Acreditava, e continuo acreditando, que para uma equipe alcançar resultados permanentes,
precisamos desenvolver as pessoas envolvendo-as nas decisões, fazendo-as se
sentir parte do trabalho, e fundamentalmente tratando-as com respeito. Tal foi
minha surpresa quando percebi que o conceito de “respeito” que procurava ter
pelas pessoas da equipe, seu significado foi confundido por uma delas com o de
“bondade”, na minha visão talvez de “condescendência”. Provavelmente esta pessoa julgou que poderia
fazer seu próprio horário, portar-se como lhe conviesse, cumprir as atividades
no prazo que quisesse. Talvez pela minha forma de trabalhar, ela acreditava que
acima de tudo, eu iria “respeitá-la”. Na verdade a situação me incomodava
porque pela minha percepção ela estava aproveitando-se da situação.

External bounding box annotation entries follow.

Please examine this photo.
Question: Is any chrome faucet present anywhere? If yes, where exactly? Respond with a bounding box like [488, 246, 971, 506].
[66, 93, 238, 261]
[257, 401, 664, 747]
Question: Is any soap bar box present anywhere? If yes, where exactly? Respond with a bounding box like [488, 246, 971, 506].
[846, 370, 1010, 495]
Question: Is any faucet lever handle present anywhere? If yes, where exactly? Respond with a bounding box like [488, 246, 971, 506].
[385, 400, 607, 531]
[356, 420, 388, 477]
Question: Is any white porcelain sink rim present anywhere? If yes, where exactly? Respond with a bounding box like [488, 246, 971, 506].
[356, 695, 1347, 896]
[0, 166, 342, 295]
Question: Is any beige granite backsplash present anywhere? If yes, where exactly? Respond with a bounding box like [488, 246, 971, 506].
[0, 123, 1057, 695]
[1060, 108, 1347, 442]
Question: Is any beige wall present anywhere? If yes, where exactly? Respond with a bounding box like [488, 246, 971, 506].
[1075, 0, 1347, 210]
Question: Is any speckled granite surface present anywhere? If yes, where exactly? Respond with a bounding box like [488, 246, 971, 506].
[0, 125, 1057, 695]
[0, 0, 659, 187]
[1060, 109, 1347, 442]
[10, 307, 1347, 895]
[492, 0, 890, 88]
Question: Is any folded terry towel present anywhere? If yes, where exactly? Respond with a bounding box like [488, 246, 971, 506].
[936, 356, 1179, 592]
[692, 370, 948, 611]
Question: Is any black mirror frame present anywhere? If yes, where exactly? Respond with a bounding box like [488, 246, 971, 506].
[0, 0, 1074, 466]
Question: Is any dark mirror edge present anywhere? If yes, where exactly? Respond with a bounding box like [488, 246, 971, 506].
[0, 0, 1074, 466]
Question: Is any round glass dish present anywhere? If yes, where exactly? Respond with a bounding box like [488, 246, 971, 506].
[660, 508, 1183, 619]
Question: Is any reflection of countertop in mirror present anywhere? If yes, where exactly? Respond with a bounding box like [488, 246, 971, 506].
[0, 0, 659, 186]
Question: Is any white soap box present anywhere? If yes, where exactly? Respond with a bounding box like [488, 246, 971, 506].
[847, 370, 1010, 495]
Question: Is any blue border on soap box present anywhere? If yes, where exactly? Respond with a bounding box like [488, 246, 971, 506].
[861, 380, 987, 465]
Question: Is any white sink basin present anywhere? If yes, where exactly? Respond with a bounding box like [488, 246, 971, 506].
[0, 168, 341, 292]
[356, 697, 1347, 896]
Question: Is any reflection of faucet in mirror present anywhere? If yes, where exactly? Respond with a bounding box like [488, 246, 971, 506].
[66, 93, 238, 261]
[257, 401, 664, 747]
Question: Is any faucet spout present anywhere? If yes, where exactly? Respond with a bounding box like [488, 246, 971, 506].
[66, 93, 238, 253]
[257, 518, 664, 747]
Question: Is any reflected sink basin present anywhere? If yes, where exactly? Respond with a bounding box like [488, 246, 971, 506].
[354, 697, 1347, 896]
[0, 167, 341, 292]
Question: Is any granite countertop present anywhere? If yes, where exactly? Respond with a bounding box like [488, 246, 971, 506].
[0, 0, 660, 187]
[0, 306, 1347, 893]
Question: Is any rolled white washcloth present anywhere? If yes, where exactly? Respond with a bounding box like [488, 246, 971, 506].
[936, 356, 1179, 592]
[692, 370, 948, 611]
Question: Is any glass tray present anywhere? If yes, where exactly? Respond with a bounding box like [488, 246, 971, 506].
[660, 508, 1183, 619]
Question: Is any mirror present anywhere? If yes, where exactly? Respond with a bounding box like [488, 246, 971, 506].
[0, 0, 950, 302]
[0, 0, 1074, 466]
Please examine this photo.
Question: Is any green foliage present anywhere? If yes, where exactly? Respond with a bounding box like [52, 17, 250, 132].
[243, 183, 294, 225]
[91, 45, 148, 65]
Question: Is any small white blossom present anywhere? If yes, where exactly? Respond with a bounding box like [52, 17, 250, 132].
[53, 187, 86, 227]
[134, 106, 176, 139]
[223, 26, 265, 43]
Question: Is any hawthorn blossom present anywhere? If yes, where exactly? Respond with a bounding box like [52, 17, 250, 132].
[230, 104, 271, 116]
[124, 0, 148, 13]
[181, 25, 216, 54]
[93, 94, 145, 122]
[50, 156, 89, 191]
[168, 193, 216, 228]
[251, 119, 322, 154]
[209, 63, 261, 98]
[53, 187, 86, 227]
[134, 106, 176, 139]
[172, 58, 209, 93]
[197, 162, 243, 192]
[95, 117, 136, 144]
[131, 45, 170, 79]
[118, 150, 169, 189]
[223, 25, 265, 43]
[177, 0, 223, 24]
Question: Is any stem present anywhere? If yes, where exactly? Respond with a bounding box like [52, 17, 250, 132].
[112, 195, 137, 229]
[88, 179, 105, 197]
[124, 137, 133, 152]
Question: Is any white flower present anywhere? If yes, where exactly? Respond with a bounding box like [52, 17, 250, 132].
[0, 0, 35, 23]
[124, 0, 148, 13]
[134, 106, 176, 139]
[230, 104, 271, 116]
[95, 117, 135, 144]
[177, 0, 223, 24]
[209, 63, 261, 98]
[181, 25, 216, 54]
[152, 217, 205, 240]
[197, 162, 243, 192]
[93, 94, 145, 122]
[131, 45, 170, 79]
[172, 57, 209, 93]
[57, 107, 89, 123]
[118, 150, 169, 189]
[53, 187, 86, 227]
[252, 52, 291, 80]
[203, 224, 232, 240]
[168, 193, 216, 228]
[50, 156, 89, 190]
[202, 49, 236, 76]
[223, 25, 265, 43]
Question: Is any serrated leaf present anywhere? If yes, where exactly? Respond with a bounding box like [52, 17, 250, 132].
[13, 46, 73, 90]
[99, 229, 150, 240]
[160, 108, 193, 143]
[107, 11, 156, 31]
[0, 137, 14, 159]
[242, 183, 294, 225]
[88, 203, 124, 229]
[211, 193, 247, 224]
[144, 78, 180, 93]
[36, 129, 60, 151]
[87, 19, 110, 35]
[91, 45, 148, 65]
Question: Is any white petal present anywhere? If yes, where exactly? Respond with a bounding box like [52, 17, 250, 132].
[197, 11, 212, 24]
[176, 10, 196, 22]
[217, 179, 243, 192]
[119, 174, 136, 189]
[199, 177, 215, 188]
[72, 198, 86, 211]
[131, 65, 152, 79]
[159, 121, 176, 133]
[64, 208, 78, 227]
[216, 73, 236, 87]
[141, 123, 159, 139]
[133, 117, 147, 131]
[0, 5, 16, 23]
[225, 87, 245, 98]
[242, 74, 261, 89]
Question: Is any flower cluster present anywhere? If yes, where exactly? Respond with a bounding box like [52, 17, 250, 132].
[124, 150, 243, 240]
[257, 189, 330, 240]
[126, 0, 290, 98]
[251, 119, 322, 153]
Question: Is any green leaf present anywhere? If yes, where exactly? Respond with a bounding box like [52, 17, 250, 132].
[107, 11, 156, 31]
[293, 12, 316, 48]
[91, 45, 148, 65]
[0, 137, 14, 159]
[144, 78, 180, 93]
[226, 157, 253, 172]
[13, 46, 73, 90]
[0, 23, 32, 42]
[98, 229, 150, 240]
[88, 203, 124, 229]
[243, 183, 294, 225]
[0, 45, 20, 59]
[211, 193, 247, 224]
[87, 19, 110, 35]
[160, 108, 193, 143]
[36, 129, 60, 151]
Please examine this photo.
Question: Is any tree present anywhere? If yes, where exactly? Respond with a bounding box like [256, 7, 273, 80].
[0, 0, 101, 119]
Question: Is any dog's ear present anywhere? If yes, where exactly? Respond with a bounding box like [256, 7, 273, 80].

Chamei-a algumas vezes para conversar, procurei entender o que estava
acontecendo, manifestei meu aborrecimento com as atitudes e os fatos que
presenciava na relação dela comigo e com a equipe. Infrutífero! Certo dia precisei
tomar a decisão que já me era inevitável: Demitir aquele profissional. Naquela
oportunidade, ouvi: “...é... um dia as pessoas sempre mostram a sua verdadeira
cara...”
Aqui vêm à
relação que podemos fazer do rosto e do outro que Levinas nos
ensina. Supostamente para o profissional demitido, o rosto que eu mostrei no
início de nosso trabalho mudou, pois tinha tomado uma decisão que lhe foi
dura e naquele instante o prejudicou. Se eu fosse questionado lá naquele dia, diria
que o rosto dele é que mudou, que tinha se mostrado um bom funcionário, depois
quis se aproveitar de alguma forma das circunstancias em benefício próprio. Hoje,
refletindo sobre este ocorrido, penso que nem eu e nem ele mudamos o rosto. Provavelmente
o que encontramos foi um pouco do “outro” que também realmente existia dentro
de nós. Quando isso ocorre, uma reação comum para alguns é de surpresa, para
outros, motivo de mágoa ou decepção e por vezes de rupturas de relacionamentos,
de amizades. Por vezes, a convivência intensa e a intimidade nos
relacionamentos proporcionam diversas oportunidades de conhecermos as pessoas
que nos cercam, porém muitos têm o hábito de achar que as pessoas são aquilo
que elas nos mostram. Pode ser que algumas pessoas se mostrem para nós, durante
algum tempo, da forma como entende que gostaríamos que elas fossem, não como
realmente são. Podem fazer isto por muitos motivos: por carinho e amor, por
admirar alguém e projetar a si mesmo nela, ou ainda por medo de serem
rejeitadas. Algumas até por interesse próprio e outras por nenhum motivo
proposital ou lógico, entre tantos outros. É sábio entender que muitos de nós
também funciona assim com os outros.
Quantas vezes olhamos para as pessoas em nossa volta e
achamos que são elas que mudaram conosco. O amigo que nos esqueceu, o patrão
que parece ter nos eleito para “pegar no
pé”, a filha ou filho que não nos liga, enfim, o rosto do outro mudou. Será?!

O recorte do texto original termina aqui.